Samsung’s profits are down 95 percent for a second consecutive quarter

Samsung is still suffering under a glut of unsold memory chips.

A South Korean flag, left, and Samsung Electronics Co. flag fly outside the company's headquarters in Seoul, South Korea.
Enlarge / A South Korean flag, left, and Samsung Electronics Co. flag fly outside the company's headquarters in Seoul, South Korea.
Jean Chung/Bloomberg via Getty Images

Things are still bad at Samsung. After the company's Q1 2023 saw a crushing 95 percent year-over-year profit drop, Q2 2023 isn't any better, with the company posting KRW 0.67 trillion ($524.9 million) in profits, another huge 95 percent drop from the KRW 14.1 trillion ($10.7 billion) it made in Q2 2022.

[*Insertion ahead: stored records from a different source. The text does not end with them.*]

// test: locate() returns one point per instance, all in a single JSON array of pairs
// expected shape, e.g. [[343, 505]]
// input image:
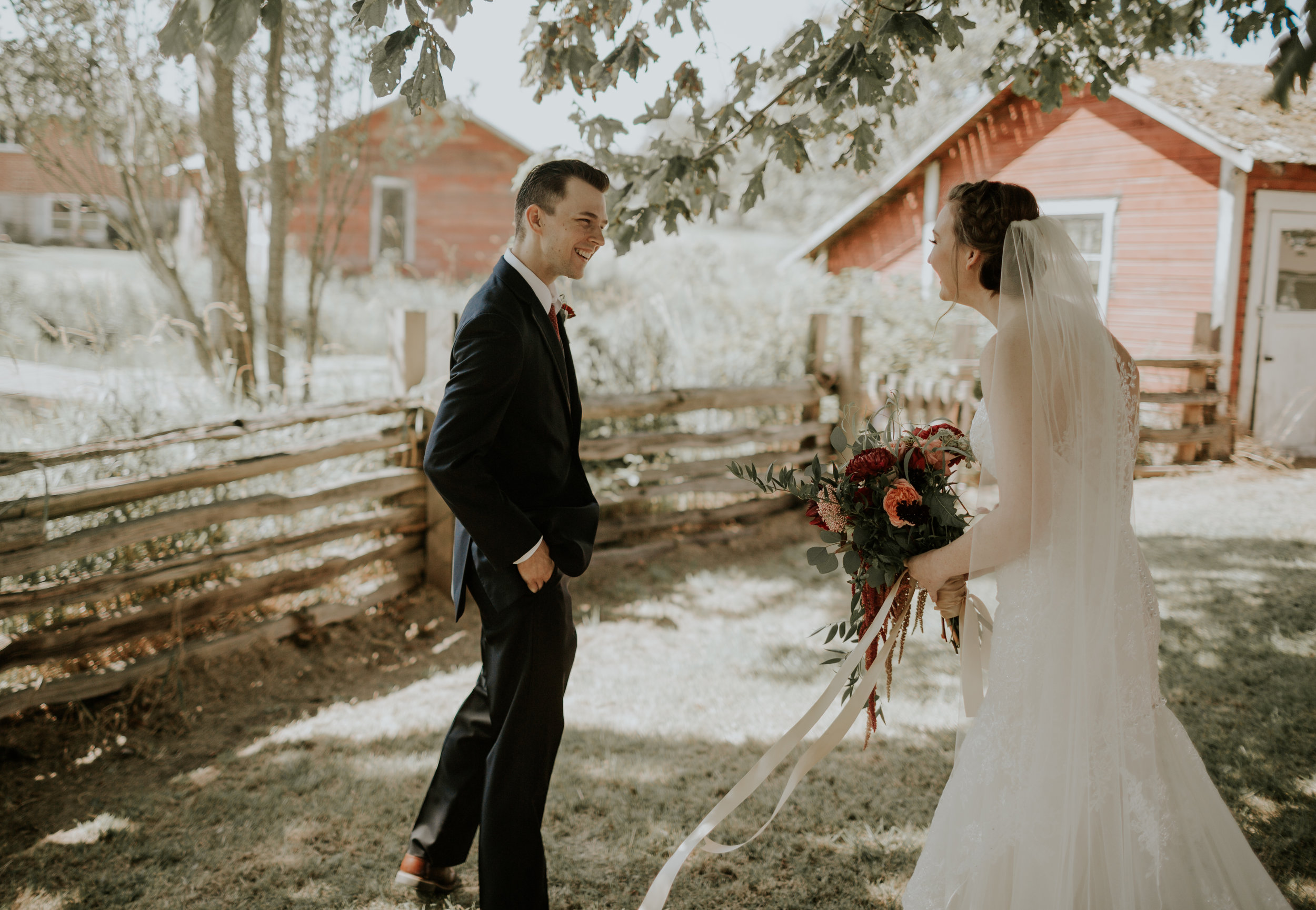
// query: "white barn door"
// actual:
[[1283, 395]]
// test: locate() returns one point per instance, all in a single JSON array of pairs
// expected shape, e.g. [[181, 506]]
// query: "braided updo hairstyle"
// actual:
[[983, 215]]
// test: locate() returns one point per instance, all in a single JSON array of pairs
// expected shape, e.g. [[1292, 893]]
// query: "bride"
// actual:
[[1074, 787]]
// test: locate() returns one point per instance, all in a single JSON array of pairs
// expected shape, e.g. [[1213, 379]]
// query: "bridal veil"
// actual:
[[1075, 787]]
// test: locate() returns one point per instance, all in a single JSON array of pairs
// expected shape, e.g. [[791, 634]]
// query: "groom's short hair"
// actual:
[[546, 185]]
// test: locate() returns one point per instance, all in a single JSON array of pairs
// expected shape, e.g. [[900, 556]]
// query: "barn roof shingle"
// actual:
[[1225, 102], [1218, 106]]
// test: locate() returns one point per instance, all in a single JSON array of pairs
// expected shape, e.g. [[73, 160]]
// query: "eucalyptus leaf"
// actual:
[[852, 562], [839, 439]]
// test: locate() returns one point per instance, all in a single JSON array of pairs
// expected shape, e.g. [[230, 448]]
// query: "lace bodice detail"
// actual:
[[980, 437]]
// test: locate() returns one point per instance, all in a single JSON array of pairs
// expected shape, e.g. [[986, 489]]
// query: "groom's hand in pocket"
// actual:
[[537, 570], [952, 596]]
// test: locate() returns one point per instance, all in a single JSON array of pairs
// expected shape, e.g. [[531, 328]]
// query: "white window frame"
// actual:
[[98, 232], [377, 212], [1107, 208]]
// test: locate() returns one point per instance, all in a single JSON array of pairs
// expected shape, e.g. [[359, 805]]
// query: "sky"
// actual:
[[487, 72]]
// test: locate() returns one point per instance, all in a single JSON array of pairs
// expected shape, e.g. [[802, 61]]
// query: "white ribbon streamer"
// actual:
[[974, 653], [974, 661], [831, 738]]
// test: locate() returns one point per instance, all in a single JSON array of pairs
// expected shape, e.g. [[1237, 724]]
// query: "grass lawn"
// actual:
[[319, 814]]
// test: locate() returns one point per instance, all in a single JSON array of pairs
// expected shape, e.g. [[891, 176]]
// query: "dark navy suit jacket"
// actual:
[[504, 452]]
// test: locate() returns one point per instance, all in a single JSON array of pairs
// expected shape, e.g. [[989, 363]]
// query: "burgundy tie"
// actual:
[[553, 318]]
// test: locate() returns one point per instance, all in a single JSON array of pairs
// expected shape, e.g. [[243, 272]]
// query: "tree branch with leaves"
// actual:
[[828, 86]]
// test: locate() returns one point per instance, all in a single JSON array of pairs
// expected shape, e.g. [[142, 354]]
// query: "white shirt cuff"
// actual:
[[530, 553]]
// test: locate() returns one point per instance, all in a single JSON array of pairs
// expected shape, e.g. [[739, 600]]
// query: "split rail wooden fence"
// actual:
[[117, 602]]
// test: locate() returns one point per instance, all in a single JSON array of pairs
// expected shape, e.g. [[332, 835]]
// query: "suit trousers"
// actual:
[[498, 758]]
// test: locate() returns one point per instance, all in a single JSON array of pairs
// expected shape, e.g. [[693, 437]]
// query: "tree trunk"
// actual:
[[225, 217], [280, 204]]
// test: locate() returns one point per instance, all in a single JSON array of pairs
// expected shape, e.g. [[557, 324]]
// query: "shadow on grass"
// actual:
[[324, 824], [1239, 668]]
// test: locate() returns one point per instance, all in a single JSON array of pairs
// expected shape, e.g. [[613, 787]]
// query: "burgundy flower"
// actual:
[[918, 462], [927, 432], [902, 495], [914, 513], [869, 463]]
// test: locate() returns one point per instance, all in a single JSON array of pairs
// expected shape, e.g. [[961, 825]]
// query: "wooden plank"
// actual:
[[1191, 362], [649, 444], [57, 595], [106, 537], [102, 683], [231, 429], [710, 467], [1207, 433], [802, 392], [645, 552], [752, 511], [1202, 397], [161, 616], [853, 405], [116, 491], [22, 533], [723, 483]]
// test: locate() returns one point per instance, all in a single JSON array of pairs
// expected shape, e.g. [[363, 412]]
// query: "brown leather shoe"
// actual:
[[419, 875]]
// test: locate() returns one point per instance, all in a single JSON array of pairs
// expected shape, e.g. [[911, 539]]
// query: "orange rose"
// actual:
[[932, 450], [901, 494]]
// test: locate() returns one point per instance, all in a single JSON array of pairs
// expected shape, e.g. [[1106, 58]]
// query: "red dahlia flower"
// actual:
[[902, 494], [925, 432], [869, 463]]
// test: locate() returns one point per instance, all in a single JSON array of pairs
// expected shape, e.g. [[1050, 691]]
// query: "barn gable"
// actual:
[[1157, 187], [437, 202]]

Samsung is mostly known for its electronics and appliances, but on the earnings sheet, Samsung is a memory company. Estimates of the company's profit structure in more normal times (2022) puts memory (NAND and RAM) at 55 percent of profits, with mobile at 22 percent, and displays at 11. Samsung's LSI division—that's the foundry and Exynos chips—is at 6.9 percent, and other consumer electronics, for all the shelf space they take up, only make up 4 percent of profits.

While back-to-back 95 percent profit declines are definitely bad, Samsung expected this. The company is facing down a glut of unsold chips, leading to lower prices and lower profits. Memory companies stockpiled chips during the pandemic, and while some companies expected the boom times to end and cut production in November 2022, Samsung waited until April 2023, leading to its big pile of unsold inventory. Along with its earnings report, Samsung announced it is cutting memory production again to try to get its inventory under control. While Samsung's other divisions meant the company turned a small profit in the first half of 2023, the memory division contributed an operating loss of $7 billion for the year so far.

Overall Samsung posted KRW 60.01 trillion ($47 billion) in revenue, a 6 percent decline from Q1. Samsung says the drop is "mainly due to a decline in smartphone shipments." Like it said in Q1, Samsung still expects global memory demand to recover in the second half of the year. Q2 was always expected to be a mess, just like Q1.